Plínio Labriola Negreiros 10 de julho de 2019

Em 1995, tive o prazer de participar do III Encontro Nacional de História do Esporte, Lazer e Educação Física, organizado pela UFPR e ocorrido em Curitiba. Esse evento originou-se da iniciativa do Programa de Pós-Graduação em Educação Física da UNICAMP em 1993, com a especial dedicação do professor Ademir Gebara. Vivi a experiência de ter contato com pesquisas e pesquisadores de áreas próximas à minha. Na realidade, a minha pesquisa, sobre a história de um clube de futebol, não tinha maiores interlocutores. Não havia quem tratasse do futebol a partir desse recorte. Os debates mais próximos relacionavam-se com a chegada do futebol no Brasil e a sua expansão. Estavam presentes, ainda, discussões sobre a essência do futebol brasileiro, daí a presença de análises sobre a obra de Mário Filho, O negro no futebol brasileiro, uma grande referência para as ciências sociais e humanas acerca dos estudos do futebol.

Um breve parêntese: o Encontro hoje é denominado de Congresso Brasileiro de História do Esporte, do Lazer e da Educação Física – Chelef. Em 2018 foi realizada a sua 15ª. edição, em Curitiba. Trata-se de um evento essencial para o desenvolvimento dessas áreas do conhecimento e necessita, sem dúvida, de um resgate crítico. No portal de esportes argentino Efdesportes há uma boa análise desse Encontro/Congresso.

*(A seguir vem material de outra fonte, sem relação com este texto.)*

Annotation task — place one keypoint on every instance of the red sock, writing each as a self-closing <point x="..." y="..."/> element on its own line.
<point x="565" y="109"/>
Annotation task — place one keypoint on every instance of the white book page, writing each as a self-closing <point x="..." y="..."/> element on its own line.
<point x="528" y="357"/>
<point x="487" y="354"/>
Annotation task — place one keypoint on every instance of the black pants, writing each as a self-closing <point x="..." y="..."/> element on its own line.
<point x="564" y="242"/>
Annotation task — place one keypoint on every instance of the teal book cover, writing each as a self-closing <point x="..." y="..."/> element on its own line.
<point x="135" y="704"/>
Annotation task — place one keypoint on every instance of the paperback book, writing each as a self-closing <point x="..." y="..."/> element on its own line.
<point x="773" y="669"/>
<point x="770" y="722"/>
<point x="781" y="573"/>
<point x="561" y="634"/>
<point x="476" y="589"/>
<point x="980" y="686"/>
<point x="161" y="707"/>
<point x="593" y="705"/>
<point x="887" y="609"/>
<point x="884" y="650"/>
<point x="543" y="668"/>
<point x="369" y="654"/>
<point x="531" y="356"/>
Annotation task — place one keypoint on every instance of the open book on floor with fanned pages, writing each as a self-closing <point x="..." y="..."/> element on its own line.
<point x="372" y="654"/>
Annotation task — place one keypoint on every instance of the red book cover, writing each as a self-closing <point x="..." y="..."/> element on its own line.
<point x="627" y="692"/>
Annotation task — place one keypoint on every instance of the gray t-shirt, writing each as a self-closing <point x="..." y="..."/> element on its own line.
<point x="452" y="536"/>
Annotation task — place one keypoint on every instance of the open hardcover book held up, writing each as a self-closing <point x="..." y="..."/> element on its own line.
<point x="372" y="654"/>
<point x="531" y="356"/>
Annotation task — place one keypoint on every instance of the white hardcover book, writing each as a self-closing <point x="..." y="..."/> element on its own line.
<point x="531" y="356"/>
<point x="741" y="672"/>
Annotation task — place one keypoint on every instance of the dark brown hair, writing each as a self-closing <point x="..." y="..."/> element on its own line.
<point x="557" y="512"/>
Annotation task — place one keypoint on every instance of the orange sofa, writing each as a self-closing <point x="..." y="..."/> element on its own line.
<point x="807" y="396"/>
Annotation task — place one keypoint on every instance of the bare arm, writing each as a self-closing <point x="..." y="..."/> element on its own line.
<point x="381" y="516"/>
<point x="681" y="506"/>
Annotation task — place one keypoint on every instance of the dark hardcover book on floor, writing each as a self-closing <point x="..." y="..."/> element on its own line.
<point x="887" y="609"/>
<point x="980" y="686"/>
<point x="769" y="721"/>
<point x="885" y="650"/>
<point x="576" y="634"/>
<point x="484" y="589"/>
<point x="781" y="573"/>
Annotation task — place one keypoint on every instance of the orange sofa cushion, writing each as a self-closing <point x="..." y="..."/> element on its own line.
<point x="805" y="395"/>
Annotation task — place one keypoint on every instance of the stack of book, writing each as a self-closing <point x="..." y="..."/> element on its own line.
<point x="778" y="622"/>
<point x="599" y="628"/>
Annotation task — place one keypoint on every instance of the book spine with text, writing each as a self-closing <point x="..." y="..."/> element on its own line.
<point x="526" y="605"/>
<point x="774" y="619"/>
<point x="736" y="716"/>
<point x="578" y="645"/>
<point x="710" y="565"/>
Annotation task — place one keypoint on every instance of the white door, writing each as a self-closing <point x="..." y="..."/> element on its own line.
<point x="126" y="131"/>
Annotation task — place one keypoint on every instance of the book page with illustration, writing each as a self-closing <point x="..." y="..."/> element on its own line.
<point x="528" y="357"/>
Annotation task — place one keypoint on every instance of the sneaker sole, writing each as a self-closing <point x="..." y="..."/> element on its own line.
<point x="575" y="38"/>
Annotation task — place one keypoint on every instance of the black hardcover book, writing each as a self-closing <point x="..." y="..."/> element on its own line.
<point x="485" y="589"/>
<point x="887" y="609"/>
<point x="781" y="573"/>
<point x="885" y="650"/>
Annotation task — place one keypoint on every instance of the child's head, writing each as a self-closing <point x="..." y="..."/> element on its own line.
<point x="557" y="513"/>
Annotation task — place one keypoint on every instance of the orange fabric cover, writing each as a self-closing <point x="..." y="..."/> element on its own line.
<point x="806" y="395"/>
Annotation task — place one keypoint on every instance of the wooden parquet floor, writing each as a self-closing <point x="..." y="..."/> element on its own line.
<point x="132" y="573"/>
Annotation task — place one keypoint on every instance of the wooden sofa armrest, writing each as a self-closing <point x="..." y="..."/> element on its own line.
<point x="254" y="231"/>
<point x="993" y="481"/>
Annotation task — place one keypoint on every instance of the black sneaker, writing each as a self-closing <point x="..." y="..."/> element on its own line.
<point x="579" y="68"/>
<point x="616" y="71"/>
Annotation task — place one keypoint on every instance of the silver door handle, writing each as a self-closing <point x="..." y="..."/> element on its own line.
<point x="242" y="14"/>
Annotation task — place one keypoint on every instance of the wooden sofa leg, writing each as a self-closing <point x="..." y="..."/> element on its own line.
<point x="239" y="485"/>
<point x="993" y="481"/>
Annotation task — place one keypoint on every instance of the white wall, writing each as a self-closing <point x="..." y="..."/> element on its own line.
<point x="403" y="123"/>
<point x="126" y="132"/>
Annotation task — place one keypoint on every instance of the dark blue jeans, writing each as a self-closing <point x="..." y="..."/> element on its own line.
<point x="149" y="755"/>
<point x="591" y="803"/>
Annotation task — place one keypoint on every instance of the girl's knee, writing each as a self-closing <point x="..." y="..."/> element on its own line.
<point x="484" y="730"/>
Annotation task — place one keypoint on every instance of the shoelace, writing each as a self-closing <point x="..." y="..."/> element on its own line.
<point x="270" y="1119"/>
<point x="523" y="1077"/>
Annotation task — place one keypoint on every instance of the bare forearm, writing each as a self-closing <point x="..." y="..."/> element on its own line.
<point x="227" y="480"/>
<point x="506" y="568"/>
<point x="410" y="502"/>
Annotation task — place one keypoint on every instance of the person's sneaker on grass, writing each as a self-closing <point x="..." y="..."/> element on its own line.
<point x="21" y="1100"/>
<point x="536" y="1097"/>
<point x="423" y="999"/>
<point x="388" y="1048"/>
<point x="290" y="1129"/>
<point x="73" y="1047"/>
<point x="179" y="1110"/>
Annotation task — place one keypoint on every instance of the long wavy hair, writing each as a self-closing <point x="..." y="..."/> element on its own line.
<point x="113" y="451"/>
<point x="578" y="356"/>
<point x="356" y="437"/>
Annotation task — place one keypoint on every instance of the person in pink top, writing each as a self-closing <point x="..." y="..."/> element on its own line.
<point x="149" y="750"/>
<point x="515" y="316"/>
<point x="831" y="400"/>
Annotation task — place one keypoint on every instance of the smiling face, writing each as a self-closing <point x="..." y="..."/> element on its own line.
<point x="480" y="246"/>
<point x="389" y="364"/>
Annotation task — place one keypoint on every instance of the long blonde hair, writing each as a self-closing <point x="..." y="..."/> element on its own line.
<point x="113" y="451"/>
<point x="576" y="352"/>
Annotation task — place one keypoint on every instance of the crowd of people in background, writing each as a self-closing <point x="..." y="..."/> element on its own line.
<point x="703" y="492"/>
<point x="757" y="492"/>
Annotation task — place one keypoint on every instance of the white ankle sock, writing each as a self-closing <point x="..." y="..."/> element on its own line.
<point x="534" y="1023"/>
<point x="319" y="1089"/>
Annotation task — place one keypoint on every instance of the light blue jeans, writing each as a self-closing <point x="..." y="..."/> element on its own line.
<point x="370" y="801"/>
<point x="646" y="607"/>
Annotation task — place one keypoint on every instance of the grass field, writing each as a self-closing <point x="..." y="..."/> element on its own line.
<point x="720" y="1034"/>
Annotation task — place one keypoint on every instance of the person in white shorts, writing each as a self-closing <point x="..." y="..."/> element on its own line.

O IV Encontro, em 1996, realizou-se na UFMG, em Belo Horizonte, e continuou muito rico para as minhas pesquisas. Continuei o contato com uma série de pesquisadores. Estranhamente, poucos de São Paulo. Havia pessoas da Escola de Educação Física da USP, mas ligadas à história da Educação Física e sem referências ao futebol. O mesmo acontecia em relação à UNICAMP. Assim, os meus interlocutores eram do Rio de Janeiro, do Paraná e de Minas Gerais.

Já no V Encontro, realizado pela Escola Técnica de Alagoas, pela Universidade Federal de Alagoas e pela Universidade Estadual de Campinas, em novembro de 1997, ocorreu em Maceió. Muito distante de São Paulo em comparação com Curitiba e Belo Horizonte, significava custos maiores. Assim, busquei ajuda da direção do próprio encontro e do meu programa de pós-graduação, História da PUC-SP. Obtive, assim, os bilhetes aéreos, na época bem mais caros do que hoje.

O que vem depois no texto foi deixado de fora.